Friday, April 23, 2010

The One Unforgiveable Thing.

Don't bore me.

Recently, I read a book that was the literary equivalent of dragging sandpaper over my eyes. I finished it... because I had to--don't ask... but I actually skimmed over the book's climax. Yup. The biggie moment. The dramatic reveal. The scene of *yawn* jeopardy. The... perilous... whatever... *zzzzz...*

Couldn't. Care. Less.

By that point in the book, I was so numbed by pedestrian imagery, lack-luster plot and pacing, paper-thin characterizations, and a parade of utter predictability only interrupted by a completely nonsensical "twist", that I didn't give a rat's butt about what was happening. I still scowl at that book everytime I glance at it on the shelf. "You BORED me! Stupid book!"

I can read less-than-perfect writing. I can read about characters I may not necessarily like. I can read about subjects that aren't my cuppa. I can--generally speaking, although this one's tough--read a book in a voice that might grate.

I can't read boring. This is not to say that I require a car chase and incendiaries on every third page. I've read books that were nothing but pages and pages of conversation. But it has to be dang good conversation. I've read books that have entire chapters consisting of almost nothing but lush scenic description. But it's interesting description.

I've read books stuffed with action scenes that lulled me into a coma.

I can't define it. I can't tell you exactly why the one will bore me and the other won't. And of course it's subjective. It's a case of "I know it when I read it!" --an unexpected turn of phrase, a plot twist I didn't see coming for eighty pages, a place or person that piques my curiousity. Something.

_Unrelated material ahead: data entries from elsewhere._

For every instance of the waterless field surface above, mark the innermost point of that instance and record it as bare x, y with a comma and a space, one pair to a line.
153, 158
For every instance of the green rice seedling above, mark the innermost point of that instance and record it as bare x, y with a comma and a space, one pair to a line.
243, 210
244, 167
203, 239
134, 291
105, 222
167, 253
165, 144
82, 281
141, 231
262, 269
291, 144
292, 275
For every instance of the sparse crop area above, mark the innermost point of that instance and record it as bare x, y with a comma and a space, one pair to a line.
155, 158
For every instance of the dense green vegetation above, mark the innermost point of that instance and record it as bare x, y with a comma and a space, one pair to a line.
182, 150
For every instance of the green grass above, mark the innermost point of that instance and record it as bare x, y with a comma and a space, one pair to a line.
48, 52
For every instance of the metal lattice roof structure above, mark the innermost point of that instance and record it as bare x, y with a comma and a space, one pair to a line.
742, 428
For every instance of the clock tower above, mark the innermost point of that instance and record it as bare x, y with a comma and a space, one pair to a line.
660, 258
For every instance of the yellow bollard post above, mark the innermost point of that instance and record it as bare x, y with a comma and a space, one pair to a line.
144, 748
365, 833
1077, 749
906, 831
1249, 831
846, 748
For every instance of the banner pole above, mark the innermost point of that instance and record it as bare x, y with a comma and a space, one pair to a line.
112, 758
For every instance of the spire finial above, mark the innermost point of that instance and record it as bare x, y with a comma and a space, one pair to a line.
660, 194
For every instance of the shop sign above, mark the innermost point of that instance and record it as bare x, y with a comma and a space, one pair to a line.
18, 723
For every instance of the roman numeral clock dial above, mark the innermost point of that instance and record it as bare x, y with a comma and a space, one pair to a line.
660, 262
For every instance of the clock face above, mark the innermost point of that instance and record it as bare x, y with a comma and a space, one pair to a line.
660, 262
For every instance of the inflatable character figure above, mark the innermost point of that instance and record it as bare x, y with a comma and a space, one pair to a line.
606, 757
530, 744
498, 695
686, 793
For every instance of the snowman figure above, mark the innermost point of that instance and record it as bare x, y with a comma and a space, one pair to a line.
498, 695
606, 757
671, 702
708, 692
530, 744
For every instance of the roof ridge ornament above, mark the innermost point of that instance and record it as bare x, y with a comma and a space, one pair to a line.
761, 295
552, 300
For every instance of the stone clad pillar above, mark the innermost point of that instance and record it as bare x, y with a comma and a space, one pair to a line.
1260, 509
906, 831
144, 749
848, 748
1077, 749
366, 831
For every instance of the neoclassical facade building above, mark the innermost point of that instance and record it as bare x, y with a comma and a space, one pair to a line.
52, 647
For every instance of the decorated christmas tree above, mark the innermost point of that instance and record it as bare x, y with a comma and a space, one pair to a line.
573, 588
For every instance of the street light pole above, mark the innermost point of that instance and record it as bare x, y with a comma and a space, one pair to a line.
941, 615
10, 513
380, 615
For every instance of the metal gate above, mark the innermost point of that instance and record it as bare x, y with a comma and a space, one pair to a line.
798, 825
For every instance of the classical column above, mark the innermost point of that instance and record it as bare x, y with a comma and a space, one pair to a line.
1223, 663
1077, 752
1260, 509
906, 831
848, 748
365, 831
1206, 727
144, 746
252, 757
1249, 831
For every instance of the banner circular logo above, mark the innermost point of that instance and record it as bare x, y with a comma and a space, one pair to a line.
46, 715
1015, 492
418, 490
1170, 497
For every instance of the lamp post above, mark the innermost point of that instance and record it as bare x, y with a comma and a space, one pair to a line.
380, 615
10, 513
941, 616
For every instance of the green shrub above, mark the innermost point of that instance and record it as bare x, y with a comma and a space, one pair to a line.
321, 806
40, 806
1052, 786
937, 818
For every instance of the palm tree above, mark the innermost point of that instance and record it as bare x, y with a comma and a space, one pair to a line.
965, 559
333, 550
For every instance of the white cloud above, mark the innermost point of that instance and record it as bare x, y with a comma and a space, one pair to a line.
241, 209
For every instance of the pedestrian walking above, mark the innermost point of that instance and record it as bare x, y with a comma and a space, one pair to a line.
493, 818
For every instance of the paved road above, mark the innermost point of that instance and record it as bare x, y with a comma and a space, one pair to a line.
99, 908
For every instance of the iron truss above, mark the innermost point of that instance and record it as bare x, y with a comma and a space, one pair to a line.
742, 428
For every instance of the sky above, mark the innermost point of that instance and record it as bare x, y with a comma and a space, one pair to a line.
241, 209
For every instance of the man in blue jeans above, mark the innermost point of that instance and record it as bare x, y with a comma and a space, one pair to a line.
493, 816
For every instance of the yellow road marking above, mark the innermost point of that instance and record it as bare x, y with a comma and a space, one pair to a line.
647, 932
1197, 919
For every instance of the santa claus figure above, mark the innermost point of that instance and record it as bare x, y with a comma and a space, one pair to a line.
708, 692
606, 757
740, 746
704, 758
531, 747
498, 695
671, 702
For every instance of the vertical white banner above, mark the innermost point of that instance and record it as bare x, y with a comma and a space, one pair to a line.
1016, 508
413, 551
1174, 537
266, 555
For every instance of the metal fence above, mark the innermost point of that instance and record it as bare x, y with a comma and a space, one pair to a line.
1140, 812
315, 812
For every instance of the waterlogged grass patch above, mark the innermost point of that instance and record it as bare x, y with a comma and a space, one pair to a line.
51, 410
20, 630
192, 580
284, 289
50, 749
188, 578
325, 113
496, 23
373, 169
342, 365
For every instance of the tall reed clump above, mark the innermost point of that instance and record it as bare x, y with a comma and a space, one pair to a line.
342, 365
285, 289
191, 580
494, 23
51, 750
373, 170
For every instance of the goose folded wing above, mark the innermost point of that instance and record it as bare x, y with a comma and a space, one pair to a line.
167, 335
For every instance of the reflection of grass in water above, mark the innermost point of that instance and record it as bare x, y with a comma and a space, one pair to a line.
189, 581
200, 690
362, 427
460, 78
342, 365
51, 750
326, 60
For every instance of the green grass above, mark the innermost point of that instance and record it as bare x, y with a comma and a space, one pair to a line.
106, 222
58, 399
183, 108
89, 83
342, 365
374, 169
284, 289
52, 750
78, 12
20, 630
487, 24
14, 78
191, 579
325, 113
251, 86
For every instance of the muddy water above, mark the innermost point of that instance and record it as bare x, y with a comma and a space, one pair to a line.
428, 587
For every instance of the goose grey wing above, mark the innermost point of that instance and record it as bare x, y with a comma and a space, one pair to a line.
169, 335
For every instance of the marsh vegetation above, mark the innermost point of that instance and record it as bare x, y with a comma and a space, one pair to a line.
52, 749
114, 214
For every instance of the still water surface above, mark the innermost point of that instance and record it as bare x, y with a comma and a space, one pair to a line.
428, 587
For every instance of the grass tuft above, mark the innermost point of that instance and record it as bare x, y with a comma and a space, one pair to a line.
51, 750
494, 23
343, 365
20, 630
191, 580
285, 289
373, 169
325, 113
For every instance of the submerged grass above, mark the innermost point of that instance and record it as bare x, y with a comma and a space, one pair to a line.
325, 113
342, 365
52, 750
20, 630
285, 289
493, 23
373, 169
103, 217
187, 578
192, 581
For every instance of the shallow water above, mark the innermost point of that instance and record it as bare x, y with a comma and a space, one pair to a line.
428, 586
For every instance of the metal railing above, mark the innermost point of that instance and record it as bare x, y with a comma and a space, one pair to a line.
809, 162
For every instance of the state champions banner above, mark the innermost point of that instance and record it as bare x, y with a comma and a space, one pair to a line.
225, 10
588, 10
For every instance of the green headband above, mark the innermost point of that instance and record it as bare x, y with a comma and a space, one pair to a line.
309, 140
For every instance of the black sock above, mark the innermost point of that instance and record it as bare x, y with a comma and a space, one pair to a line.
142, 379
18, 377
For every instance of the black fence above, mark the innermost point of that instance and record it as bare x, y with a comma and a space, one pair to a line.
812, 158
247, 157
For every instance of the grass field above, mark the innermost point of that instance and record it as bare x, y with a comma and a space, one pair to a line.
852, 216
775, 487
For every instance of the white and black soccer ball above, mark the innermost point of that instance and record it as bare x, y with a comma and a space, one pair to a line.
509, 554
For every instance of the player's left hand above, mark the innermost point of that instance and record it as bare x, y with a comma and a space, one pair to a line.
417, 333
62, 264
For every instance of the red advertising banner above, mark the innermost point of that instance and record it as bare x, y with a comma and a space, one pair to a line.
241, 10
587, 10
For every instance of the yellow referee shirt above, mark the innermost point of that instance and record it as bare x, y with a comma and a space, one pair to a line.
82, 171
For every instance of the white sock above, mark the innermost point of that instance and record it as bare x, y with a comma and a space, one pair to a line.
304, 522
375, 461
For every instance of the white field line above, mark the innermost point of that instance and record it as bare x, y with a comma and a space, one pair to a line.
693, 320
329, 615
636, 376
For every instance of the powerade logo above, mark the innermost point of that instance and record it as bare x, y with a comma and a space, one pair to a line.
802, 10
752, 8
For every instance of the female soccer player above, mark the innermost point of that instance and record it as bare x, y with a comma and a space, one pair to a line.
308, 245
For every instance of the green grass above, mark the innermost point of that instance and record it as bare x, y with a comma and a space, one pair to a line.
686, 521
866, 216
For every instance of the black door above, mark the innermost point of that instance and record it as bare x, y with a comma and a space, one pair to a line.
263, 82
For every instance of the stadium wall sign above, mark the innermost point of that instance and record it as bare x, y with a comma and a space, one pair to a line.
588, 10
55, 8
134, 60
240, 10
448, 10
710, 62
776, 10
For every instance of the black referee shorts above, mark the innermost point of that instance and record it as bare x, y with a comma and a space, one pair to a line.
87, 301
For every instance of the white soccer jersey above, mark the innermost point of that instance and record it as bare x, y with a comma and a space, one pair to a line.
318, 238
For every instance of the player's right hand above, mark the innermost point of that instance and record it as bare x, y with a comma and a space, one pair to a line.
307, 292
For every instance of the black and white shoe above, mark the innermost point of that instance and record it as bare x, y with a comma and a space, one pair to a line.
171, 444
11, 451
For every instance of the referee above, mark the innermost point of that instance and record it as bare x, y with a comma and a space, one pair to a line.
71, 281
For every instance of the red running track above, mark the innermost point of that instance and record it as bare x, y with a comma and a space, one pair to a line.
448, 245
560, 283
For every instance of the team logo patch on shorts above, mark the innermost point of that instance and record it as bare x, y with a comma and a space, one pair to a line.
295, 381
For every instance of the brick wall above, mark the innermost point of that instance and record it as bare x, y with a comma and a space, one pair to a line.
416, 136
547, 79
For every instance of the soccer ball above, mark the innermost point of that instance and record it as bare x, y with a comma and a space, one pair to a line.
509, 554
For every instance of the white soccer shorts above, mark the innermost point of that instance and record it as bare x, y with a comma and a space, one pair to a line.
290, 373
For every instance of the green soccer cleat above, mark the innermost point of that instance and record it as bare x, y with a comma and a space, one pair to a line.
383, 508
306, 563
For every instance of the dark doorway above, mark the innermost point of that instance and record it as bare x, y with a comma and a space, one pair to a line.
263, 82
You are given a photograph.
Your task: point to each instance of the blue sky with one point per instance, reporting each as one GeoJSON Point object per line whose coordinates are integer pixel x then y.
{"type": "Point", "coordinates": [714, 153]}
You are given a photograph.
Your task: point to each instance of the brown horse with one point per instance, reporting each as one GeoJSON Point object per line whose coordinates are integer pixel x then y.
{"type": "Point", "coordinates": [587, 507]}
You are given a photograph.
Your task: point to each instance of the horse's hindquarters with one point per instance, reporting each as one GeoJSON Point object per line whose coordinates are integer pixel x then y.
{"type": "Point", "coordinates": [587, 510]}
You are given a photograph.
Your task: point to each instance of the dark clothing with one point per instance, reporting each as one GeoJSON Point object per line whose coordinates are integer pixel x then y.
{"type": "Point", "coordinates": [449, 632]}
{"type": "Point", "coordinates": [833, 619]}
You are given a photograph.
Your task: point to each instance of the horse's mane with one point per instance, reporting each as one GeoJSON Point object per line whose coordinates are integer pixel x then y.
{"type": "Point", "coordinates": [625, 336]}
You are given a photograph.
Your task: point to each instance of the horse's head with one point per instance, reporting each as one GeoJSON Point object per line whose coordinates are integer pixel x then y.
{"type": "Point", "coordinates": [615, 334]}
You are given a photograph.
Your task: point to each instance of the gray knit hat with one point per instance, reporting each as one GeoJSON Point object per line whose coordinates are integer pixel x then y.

If I don't finish a book... I'll know that something was missing. I'll know that I was bored.

3 comments:

Brenda Hyde said...

This is so awesome: "literary equivalent of dragging sandpaper over my eyes" Not that the book was that boring, but the meaning. As soon as I read that I KNEW how boring you meant. BAHAHAHAHA I'm so with you on this one. Might I add that it can be an author that the critics LOVE to death, but it can STILL be boring. I won't name names because people will hate me forever, but I tried reading an author that wrote about Nebraska during the 1800's and after the first few chapters of descriptive writing I was SO fricking bored I wanted to scream just to entertain myself. I never did finish it.

Lilixtreme said...

I have to agree with everything you said in this post, and how well it was put. The only way I know when I book is boring is when I get through two pages of complete crap. Two pages would really turn me off that quickly--course it'd have to be a VERY boring two pages.

Maureen Lipinski said...

Ha ha! I'm in the middle of revisions for my next book, and thought of your "literary sandpaper" analogy when I came across a particularly slow moving section!